More than that, though, Brandon believes that the changing way that libraries interact with technology is going to be a huge factor of drawing in more young librarians with desirable technical skills.
“With the eBook revolution, we’re going to see more of that,” she says.
Indeed, that trend seems to be common to the rest of the nation, where bigger libraries in larger cities might start to see a more significant shift in staff demographics, says John Berry III, a former editor-in-chief of Library Journal magazine.
Libraries, Berry says, are in a transformational phase right now thanks to that shift in technology use.
“What we have is an incredible need for people who are digital natives,” Berry says. “Libraries are very happy to welcome the new blood into their ranks.”
That’s certainly the case in Moorhead, where Sievert and Adams agree that technology, especially eBooks and eReaders, has become a large part of their job.
To be technical, though, the three women and others in the group aren’t officially librarians. Yet.
To achieve that title, they’ll have to earn a master’s degree in library and information science, which they’re currently looking into or applying for.
But until then, these young people are bringing a youthful enthusiasm connecting visitors to the library with books or information.
For example, in helping to answer patrons’ questions on a daily basis, Thistelwood says, “you learn the most ridiculous things.”

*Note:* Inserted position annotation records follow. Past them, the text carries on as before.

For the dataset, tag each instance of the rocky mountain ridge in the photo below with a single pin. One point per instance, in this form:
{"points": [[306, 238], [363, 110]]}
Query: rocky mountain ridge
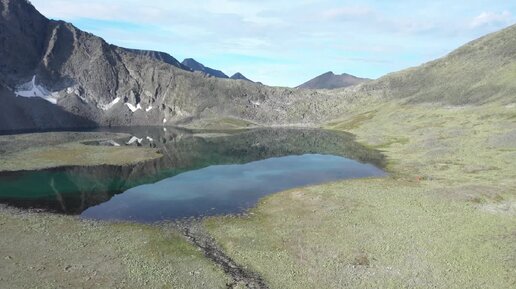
{"points": [[330, 80]]}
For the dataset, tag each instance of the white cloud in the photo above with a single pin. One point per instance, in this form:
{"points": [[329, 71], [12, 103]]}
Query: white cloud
{"points": [[489, 18], [347, 12]]}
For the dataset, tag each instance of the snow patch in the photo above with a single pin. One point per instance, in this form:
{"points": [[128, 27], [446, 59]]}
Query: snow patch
{"points": [[109, 105], [111, 143], [30, 89], [132, 107], [133, 140]]}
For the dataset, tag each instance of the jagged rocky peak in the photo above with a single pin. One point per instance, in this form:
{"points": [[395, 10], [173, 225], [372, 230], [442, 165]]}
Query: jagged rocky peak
{"points": [[197, 66], [240, 76], [330, 80]]}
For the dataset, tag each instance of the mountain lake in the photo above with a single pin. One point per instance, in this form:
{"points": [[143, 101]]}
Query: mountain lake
{"points": [[199, 174]]}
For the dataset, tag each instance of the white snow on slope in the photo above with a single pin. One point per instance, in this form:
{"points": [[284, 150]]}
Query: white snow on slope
{"points": [[30, 89], [133, 140], [132, 107], [109, 105]]}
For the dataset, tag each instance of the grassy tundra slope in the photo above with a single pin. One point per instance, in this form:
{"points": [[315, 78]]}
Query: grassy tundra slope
{"points": [[446, 218]]}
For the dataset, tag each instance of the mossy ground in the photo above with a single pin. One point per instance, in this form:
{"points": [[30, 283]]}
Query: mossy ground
{"points": [[47, 150], [446, 218], [51, 251]]}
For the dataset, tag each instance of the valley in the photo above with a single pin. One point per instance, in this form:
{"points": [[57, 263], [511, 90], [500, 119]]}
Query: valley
{"points": [[439, 213]]}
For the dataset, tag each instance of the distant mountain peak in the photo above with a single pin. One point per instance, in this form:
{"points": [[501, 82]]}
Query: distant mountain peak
{"points": [[330, 80], [240, 76], [197, 66]]}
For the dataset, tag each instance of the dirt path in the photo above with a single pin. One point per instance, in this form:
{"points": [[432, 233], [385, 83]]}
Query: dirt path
{"points": [[242, 277]]}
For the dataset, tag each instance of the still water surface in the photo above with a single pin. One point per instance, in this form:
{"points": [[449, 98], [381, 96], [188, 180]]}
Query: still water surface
{"points": [[198, 175]]}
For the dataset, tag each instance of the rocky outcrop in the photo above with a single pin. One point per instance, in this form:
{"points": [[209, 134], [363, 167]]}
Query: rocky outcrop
{"points": [[329, 80], [194, 65], [240, 76], [110, 85]]}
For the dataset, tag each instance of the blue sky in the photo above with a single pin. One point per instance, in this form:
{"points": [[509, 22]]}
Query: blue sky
{"points": [[285, 43]]}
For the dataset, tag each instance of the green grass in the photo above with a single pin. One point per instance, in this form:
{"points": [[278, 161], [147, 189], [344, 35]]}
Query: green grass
{"points": [[56, 150], [61, 252]]}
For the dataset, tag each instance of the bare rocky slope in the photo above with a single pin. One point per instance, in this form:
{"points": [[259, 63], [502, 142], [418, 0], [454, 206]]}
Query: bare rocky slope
{"points": [[90, 82], [330, 80], [109, 85]]}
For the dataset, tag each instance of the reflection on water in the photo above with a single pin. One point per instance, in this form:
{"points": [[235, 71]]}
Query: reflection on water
{"points": [[199, 174]]}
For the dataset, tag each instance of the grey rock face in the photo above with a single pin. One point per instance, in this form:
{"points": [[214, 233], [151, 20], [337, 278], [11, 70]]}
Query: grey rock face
{"points": [[240, 76], [329, 80], [109, 85], [197, 66]]}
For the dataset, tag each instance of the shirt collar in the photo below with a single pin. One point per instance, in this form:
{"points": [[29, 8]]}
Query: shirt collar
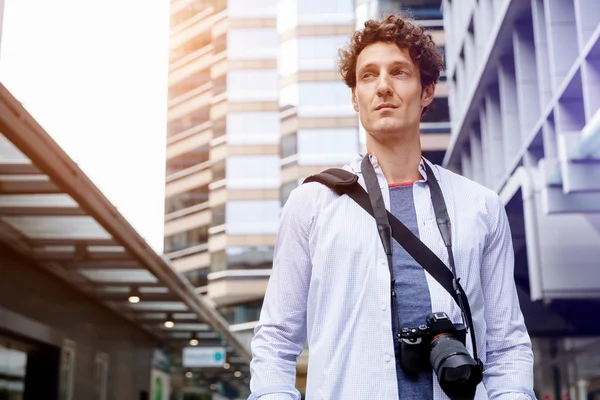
{"points": [[355, 166]]}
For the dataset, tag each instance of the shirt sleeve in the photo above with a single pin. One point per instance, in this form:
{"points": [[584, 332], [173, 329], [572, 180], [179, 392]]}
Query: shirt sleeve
{"points": [[508, 371], [280, 334]]}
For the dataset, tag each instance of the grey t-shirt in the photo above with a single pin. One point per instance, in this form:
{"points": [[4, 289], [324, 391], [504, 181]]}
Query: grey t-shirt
{"points": [[413, 301]]}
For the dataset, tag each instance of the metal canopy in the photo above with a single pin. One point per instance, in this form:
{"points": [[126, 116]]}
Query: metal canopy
{"points": [[53, 214]]}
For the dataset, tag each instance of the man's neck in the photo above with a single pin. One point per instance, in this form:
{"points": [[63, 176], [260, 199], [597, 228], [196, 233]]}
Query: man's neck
{"points": [[399, 160]]}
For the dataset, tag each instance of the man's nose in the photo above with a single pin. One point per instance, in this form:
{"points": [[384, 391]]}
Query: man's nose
{"points": [[384, 88]]}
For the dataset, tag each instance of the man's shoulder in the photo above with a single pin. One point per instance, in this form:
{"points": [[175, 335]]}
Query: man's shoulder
{"points": [[310, 194], [466, 187]]}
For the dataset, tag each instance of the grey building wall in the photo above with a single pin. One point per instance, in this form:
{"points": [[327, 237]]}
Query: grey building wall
{"points": [[61, 312]]}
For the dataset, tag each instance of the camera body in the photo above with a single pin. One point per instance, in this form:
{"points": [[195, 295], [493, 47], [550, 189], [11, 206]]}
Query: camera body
{"points": [[416, 343]]}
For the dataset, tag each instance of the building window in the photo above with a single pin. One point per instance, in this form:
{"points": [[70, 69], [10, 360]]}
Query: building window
{"points": [[324, 99], [286, 190], [187, 239], [420, 9], [252, 8], [189, 47], [187, 160], [242, 257], [197, 277], [218, 169], [188, 121], [257, 43], [253, 172], [241, 313], [247, 128], [289, 145], [319, 52], [325, 7], [327, 146], [252, 85], [437, 111], [218, 215], [187, 199], [252, 217], [249, 257]]}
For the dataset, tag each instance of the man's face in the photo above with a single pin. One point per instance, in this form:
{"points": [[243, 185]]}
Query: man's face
{"points": [[388, 94]]}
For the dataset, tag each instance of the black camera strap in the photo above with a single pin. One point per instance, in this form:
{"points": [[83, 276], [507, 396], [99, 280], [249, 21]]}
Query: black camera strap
{"points": [[388, 226]]}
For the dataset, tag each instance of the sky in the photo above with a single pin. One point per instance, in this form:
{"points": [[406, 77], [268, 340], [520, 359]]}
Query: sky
{"points": [[93, 73]]}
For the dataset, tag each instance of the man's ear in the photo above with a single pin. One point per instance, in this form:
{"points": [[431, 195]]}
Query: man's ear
{"points": [[427, 95], [354, 100]]}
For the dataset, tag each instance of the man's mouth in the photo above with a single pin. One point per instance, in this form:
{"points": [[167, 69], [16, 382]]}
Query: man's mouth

Last week, when a student came in wanting to learn about hippopotamuses, a little searching uncovered that President Calvin Coolidge actually once owned one of the animals.
And after they pick up such random information during the course of their work, these library workers, who have bonded beyond the library, put it to use Monday nights during trivia contests at Rhombus Guys in Fargo.
With a team of six, the group of aspiring librarians often places in the top three spots of these trivia challenges, proving that today’s breed of librarians knows a little bit more than just the Dewey Decimal System or classic literature.
But, in the end, it comes back to the books. Every once in a while, some of the group might be found sitting in a Rhombus Guys booth before trivia starts, reading an eBook on their own eReader.
Because, in the end, what’s a librarian if not someone who loves their literature?
That’s certainly how it is for Thistlewood, who jokes that she has 40-some books checked out from the library right now.
And though they might not all have the same tastes in literature, the group has certainly come to know what kind of books they do or do not enjoy.
“We tend to recommend books for each other and request them for each other,” Adams says. “We’ve become a close-knit group.”